Summary: Elevated nitrogen prices driven by disruptions to natural gas supplies in the Middle East have tightened global nitrogen availability and lifted margins for North American nitrogen producers. CF Industries and Nutrien are poised to report substantially stronger quarterly results, while Mosaic faces a more mixed outlook because of its heavier exposure to phosphate and potash.
Nitrogen-focused fertilizer makers are positioned to report improved quarterly profitability as a surge in nitrogen prices - prompted by constrained natural gas flows from the Middle East - enhances margins. The full benefit of this pricing environment may continue to unfold over subsequent quarters, analysts say.
Analysts expect firms that concentrate on nitrogen-based products, including CF Industries and Nutrien, to outperform peers that derive a larger share of earnings from potash and phosphate, such as Mosaic. LSEG data shows CF Industries and Nutrien are forecast to record combined net income of about $619 million for the first quarter, compared with $388 million in the year-earlier period.
The root of the recent price move lies in disruptions to Middle Eastern natural gas supply associated with the U.S.-Israeli war on Iran. Although the Middle East itself produces little finished nitrogen fertilizer, the region supplies natural gas that acts as the feedstock for fertilizer production in Europe and Asia. Interruptions to those gas flows have tightened global nitrogen supply, creating upward pressure on prices.
That dynamic has handed a relative advantage to North American producers. With access to comparatively stable and lower-cost natural gas inputs, U.S. and Canadian companies stand to gain as global supply tightens and as exports from Gulf-producing regions become constrained, according to analysts at Morningstar.
Physical market indicators reflect the move. Josh Linville, vice president for fertilizer at financial services firm StoneX, said urea barge prices at New Orleans have risen by more than 46% since February 28, when the conflict escalated. StoneX data indicates urea prices averaged about $490 per short ton in the first quarter, up from roughly $375 a year earlier.
"We’ve never seen anything like this before," Linville said, pointing to significant global nitrogen supply losses that are pushing prices higher while U.S. producers’ input costs remain relatively steady. The market reaction has also prompted U.S. buyers to arbitrage urea cargoes at New Orleans, redirecting some shipments overseas to capture higher global prices and tightening domestic availability.
Nitrogen fertilizers - commonly applied as urea or urea-ammonium nitrate during the spring planting window - typically experience a concentrated, time-bound surge in demand. That seasonal profile tends to magnify price moves when supply shocks occur, further lifting realized prices for producers during the planting season.

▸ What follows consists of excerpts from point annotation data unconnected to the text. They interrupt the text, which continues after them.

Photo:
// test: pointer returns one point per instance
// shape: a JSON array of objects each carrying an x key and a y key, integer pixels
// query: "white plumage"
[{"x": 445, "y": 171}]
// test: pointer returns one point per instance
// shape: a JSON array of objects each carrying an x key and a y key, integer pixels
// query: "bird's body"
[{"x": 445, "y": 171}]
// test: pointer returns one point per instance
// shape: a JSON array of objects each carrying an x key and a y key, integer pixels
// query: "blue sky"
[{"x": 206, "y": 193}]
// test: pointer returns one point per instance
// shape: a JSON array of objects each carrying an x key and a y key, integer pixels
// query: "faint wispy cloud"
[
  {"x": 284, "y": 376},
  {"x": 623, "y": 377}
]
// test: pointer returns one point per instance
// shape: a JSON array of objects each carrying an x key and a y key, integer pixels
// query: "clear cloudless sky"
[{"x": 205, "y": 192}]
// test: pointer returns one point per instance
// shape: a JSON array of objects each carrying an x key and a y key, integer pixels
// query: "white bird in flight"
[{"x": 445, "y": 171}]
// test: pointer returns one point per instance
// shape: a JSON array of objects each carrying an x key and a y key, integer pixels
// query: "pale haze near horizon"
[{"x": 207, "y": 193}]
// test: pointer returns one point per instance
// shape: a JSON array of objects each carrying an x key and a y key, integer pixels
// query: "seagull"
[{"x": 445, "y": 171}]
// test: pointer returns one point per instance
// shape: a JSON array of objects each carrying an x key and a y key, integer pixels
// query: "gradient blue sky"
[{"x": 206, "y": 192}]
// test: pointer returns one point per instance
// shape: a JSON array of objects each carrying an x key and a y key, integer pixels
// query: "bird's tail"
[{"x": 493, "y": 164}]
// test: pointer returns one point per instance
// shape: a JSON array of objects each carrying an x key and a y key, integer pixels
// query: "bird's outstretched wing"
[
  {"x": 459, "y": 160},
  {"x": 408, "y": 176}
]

RBC Capital Markets analyst Andrew Wong said nitrogen-focused pure plays are likely the primary beneficiaries of higher prices, but he cautioned that current valuations may already reflect much of the windfall. Wong added that a larger earnings impact is more likely to materialize in the second quarter.
Market timing for company disclosures is near: Nutrien and CF are scheduled to report results on Wednesday, with Mosaic slated to report on May 11.
Outside the nitrogen rally - Mosaic's position
Mosaic’s portfolio, which has no nitrogen production, faces a mixed outlook amid the uneven fertilizer market. While phosphate prices have firmed, Mosaic’s margins are expected to remain under pressure due to higher costs for sulphur and ammonia. Potash markets are comparatively subdued and represent one of the more affordable fertilizer segments at present.
Mizuho analyst Edlain Rodriguez warned that if fertilizer prices rise too quickly, affordability concerns could reappear and depress volumes. Rodriguez noted that farmers might reduce phosphate application rates in response to higher costs, a development that would weigh on demand and could affect Mosaic’s near-term performance.
Implications
- A nitrogen-driven earnings boost could favor North American nitrogen producers in the near term.
- Firms with heavier phosphate and potash exposure may face margin pressure from rising input costs and softer end-market affordability.
- Physical market distortions from arbitrage and redirected shipments can tighten domestic supply even as global prices climb.
The evolving situation highlights how disruptions in energy feedstocks can transmit through fertilizer supply chains and influence crop input costs, with differing impacts across fertilizer sub-sectors.